ENH: Added np.char.slice_ by madphysicist · Pull Request #20694

ENH: Added np.char.slice_ by madphysicist · Pull Request #20694 · numpy/numpy

For this PR, I can probably get rid of chunksize. Right now, with the updates to dtype, assuming a.dtype == np.dtype('S1'), we can get the main functionality of slice_ implemented without any copying as

 a[..., None].view('S1')[start:end].view(f'S{end-start}').squeeze()

(The squeeze is figurative). I rather like the idea of being able to sample arbitrary characters from the string, in forward, backward and even reverse order. I think we can still do that with just view and slicing. I can see how potentially overlapping chunks of arbitrary size may be a bit of a stretch (though I really like the idea), so the modifications to as_strided are not necessarily a prerequisite for this PR.

offset: number of bytes to add to current array's base address when viewing. This seems like a natural addition when working with strings. I actually got the idea from np.ndarray. The challenge I see here is dealing with subclasses, but it's my understanding that all arrays implement the buffer protocol (I may be very very wrong about that).

dtype: datatype with which to view elements. This one seems pretty straightforward.

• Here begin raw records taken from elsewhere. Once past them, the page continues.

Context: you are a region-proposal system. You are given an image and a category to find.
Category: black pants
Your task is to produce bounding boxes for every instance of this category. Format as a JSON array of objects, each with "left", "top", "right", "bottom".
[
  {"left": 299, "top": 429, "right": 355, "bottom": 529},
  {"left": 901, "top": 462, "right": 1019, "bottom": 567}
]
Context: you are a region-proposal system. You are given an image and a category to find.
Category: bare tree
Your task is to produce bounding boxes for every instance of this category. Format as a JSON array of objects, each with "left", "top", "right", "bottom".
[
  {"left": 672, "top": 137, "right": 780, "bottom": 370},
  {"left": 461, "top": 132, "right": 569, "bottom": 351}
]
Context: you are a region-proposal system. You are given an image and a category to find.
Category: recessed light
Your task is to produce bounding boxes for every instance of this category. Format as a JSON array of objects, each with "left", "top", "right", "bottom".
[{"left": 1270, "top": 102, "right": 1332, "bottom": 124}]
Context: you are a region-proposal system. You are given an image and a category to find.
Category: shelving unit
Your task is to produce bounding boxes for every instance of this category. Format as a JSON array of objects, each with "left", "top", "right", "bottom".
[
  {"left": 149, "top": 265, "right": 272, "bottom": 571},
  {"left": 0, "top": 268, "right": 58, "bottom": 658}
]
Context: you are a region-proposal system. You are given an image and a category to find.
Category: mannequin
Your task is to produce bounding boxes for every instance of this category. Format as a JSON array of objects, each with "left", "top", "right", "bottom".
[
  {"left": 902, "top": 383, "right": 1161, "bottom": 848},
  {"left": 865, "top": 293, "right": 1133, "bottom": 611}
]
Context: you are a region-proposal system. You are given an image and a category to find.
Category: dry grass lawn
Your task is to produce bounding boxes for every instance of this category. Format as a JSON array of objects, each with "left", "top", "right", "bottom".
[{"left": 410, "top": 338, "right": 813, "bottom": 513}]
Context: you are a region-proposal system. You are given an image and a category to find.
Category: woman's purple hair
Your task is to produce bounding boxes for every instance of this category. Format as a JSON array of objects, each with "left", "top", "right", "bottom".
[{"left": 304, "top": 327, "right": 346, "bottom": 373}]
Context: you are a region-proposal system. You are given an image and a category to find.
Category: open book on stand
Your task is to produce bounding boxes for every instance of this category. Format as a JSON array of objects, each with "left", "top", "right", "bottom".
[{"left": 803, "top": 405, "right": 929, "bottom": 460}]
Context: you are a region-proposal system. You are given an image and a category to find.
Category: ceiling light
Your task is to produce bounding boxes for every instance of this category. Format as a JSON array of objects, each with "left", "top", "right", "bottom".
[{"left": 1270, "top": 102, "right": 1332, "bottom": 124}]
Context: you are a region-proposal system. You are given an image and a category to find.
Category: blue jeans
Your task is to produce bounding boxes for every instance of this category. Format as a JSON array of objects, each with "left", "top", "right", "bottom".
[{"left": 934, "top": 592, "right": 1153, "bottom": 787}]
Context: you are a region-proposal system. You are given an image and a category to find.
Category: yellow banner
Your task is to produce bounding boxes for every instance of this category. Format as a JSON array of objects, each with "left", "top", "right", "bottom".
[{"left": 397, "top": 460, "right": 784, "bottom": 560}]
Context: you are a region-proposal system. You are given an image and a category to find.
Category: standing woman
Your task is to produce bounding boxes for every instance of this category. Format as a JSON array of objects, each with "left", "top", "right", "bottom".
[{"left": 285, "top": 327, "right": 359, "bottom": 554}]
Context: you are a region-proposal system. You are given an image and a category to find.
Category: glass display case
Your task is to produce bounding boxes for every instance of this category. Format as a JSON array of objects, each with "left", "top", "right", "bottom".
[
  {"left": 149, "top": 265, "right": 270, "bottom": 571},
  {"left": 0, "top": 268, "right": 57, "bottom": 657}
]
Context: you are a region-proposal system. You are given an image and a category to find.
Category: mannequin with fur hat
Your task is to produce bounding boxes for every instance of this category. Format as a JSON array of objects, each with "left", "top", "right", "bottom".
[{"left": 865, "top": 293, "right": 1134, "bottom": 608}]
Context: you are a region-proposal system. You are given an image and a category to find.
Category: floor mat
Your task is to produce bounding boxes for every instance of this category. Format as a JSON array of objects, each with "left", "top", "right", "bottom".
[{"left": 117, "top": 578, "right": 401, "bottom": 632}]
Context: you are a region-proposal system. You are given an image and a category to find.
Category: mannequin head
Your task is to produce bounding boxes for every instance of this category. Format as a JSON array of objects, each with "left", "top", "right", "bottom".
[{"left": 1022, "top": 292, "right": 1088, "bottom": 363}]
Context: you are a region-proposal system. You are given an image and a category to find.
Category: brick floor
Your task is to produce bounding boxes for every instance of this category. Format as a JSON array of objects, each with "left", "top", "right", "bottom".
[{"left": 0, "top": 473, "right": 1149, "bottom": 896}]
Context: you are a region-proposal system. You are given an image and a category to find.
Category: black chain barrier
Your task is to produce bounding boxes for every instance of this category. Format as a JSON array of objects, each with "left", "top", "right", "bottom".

Given that you can completely screw up just about everything just using strides and shape, I don't see any reason not to trust a competent user to be able to change the dtype as well.

With these two changes, the snippet above could become

as_strided(a, offset=start * a.dtype.itemsize, dtype=f'S{end - start}')

In some ways, I find this easier to understand, since it only makes a single coherent transformation rather than multiple changes.